Customer Analytics

Customer Profiling and Segmentation in Banking


No customer shares the same quality to be targeted in a similar way. Each of them is unique from a business perspective and if in case we treat them in a similar fashion we might lose the majority of the customers.

Customer segmentation and profiling provide insight into the behavior of the audience and helps in categorizing them on basis of their similar characteristics. Further, having an understanding of your customer’s profile will help in making informed business decisions. While customer segmentation categorizes customers based on their purchasing behavior, geographies, or demographics; profiling customers helps to better know your customers and describe their persona.

In a bank that offers several products, the focus should be on customer segmentation and profiling to ensure ease of targeting, marketing, and offering personalized products to High-Income Customers, Cross-sell and Up-sell Opportunities, etc.


During business expansion, there are various problems that a bank deals with. Banks should consider the current value as well as the future value that each customer will be able to bring. The main idea behind taking up the study of IndusInd Bank is to segment potential affluent customers from our Income estimation model’s prediction. Customers with high-income levels and a greater frequency to purchase items are more profitable.

If we know about our customer’s total income and spending, including that in other banks, we can successfully target them with suitable offers. The objective of the project was to build an income estimation model that can serve as an appropriate baseline for wealth imputations, specifically for the affluent segment. Below is the overview of the model development plan that was followed :

Model Development Plan

Customer 360°

To understand the behavior and priorities of a customer we need to have a more detailed picture of customer’s activities. For this we have developed a customer 360 degree view. Customer 360 degree view refers to the accurate & detailed picture of the customer and their entire journey with an organization along with their experiences that they have faced during their journey from a website inquiry to a product purchase to a customer support ticket.

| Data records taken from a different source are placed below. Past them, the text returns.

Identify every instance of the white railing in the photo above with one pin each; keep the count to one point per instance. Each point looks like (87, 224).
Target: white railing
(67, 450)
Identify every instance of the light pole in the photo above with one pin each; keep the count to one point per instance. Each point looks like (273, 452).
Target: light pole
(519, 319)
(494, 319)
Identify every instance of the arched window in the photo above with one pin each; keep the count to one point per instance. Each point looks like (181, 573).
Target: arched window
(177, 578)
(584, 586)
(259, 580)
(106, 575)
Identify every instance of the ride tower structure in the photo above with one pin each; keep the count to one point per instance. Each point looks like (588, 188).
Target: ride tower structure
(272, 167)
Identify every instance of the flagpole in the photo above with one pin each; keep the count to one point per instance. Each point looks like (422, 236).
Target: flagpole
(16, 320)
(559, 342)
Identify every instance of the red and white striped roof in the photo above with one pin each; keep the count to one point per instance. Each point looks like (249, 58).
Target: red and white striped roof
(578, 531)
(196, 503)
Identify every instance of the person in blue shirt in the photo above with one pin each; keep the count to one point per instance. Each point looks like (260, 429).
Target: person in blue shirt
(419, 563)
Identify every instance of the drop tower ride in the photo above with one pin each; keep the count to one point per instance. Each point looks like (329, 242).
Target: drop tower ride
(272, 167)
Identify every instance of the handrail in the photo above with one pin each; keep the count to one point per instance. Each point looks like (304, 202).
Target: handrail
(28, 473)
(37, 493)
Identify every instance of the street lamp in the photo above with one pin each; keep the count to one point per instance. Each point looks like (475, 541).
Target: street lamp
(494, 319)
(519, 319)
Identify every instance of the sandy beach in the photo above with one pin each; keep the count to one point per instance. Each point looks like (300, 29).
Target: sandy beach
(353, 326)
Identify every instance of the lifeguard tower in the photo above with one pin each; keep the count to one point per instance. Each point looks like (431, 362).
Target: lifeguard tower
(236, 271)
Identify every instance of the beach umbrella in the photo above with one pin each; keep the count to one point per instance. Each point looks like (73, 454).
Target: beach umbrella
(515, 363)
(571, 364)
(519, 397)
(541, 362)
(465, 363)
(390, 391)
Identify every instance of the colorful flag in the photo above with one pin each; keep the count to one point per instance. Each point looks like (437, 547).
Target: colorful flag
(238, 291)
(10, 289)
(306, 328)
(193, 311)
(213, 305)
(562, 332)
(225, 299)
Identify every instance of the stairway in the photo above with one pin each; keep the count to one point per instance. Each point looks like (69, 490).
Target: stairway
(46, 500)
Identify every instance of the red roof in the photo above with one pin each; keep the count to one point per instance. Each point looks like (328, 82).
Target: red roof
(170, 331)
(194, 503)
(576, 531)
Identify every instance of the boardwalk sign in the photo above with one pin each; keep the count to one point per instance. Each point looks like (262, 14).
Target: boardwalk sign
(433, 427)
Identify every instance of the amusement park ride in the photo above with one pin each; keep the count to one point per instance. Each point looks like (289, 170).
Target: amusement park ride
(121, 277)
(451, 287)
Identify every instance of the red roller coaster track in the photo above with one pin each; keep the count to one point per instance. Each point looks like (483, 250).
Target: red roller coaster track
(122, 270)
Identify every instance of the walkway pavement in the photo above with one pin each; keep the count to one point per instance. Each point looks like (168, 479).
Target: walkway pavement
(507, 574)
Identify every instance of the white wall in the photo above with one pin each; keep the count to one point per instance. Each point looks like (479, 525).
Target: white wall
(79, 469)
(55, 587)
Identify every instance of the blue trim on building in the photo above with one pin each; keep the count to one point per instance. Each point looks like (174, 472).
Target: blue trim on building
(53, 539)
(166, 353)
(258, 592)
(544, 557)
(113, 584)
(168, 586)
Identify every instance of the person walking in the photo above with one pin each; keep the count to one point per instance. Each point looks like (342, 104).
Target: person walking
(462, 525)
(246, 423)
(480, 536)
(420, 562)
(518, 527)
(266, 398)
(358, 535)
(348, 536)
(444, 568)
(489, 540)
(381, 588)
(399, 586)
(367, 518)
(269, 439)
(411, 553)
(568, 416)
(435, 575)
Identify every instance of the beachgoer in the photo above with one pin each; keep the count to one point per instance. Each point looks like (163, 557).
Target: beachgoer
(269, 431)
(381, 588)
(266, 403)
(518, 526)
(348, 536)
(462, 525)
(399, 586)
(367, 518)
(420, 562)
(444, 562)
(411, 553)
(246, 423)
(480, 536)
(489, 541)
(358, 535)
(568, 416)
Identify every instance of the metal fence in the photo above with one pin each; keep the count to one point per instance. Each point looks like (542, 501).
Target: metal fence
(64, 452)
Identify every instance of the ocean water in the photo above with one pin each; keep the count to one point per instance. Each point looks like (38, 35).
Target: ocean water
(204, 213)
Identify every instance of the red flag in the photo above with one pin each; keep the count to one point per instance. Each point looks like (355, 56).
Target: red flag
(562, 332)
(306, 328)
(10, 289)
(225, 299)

To develop customer 360o view we have used customer’s Debit card and Credit card transaction data, product holding, age and geographical data, assets, and different types of liability listed with credit bureaus. Various sources of data such as Equifax, Credit Card, Corporate Salary (Corpsal), and CIBIL were considered to determine the income of the customer.

Comparative analysis for all four data sources was done and the difference in salaries between CIBIL, Corpsal, and Equifax was observed.


Key Observations

  • Salary mentioned for the corporate customer is marked 100% accurate.
  • Difference in the mentioned salaries between (CORPSAL, CIBIL) was much less as compared to difference between (CORPSAL, EQUIFAX), so CIBIL was comparatively more accurate than CORPSAL.
  • Account Type(Pioneer, Exclusive, Others) vs. Income analysis was also performed with following inferences
    • Maximum customers falls in range of (10k-50k) which is counter-intuitive
    • For CIBIL , the distribution is inclined towards (50k-1L)
  • Modeling using all four sources of Income was done: Equifax failed to fit beyond 75,000 income bucket.

Exploratory Data Analysis


After acquiring data, we have performed Exploratory Data Analysis and found the highest correlation with salary, age is a strong indicator of high salary but does not have a linear relationship, NEFT, and RTGS share high correlation and Income values which are less than 20,000* are discarded in model building and validation.

Model Building

For model training, two regressors were trained separately for higher-income- lower-income customers and ensemble to create a single regressor that minimizes bias and predicts even in high heteroskewdacity.

Y1 or Regressor1: Trained on customers with CIBIL salary (~34,000) using WLS + OLS statistical prediction model.



  1. Model predicted right salary values for 48% cases
  2. Nearly 31 % customers have high salary classification due to imputed values in LBC.
  3. Customers with low-fill rate have been classified in lower bucket or because of bureau data absence.

Y2 or Regressor2: Trained on customers with corporate salary (~4,500) using WLS + OLS statistical prediction model.


  1. Model predicted right salary values for 57% cases
  2. Nearly 5 % customers have high salary classification due to imputed values in LBC.
  3. Customers with low-fill rate have been classified in lower bucket or because of bureau data absence.

After building the model, the final recall value of prediction from Regressor 1+ 2 in -25% to +25% error rate was observed to be 53.8 %.

Model Validation

After this, we have validated the model and developed our final model. The model predicted correctly for nearly 89% of customers from the validation set where the average R square value was 82. We have estimated accurate predictions for nearly 53% of customers with an average deviation from act @25,000. We found nearly ~3,000 customers have a salary greater than 1.25Lakh, these CIFs can be potentially targeted for cross-selling and up-sell opportunities. A prospective base of ~4,200 customers from the MASS group have a salary greater than 1 Lakh and could be the prospective base from Exclusive Upgrade. A prospective base of 1,900 Pioneer customers is identified from mass and the remaining affluent base.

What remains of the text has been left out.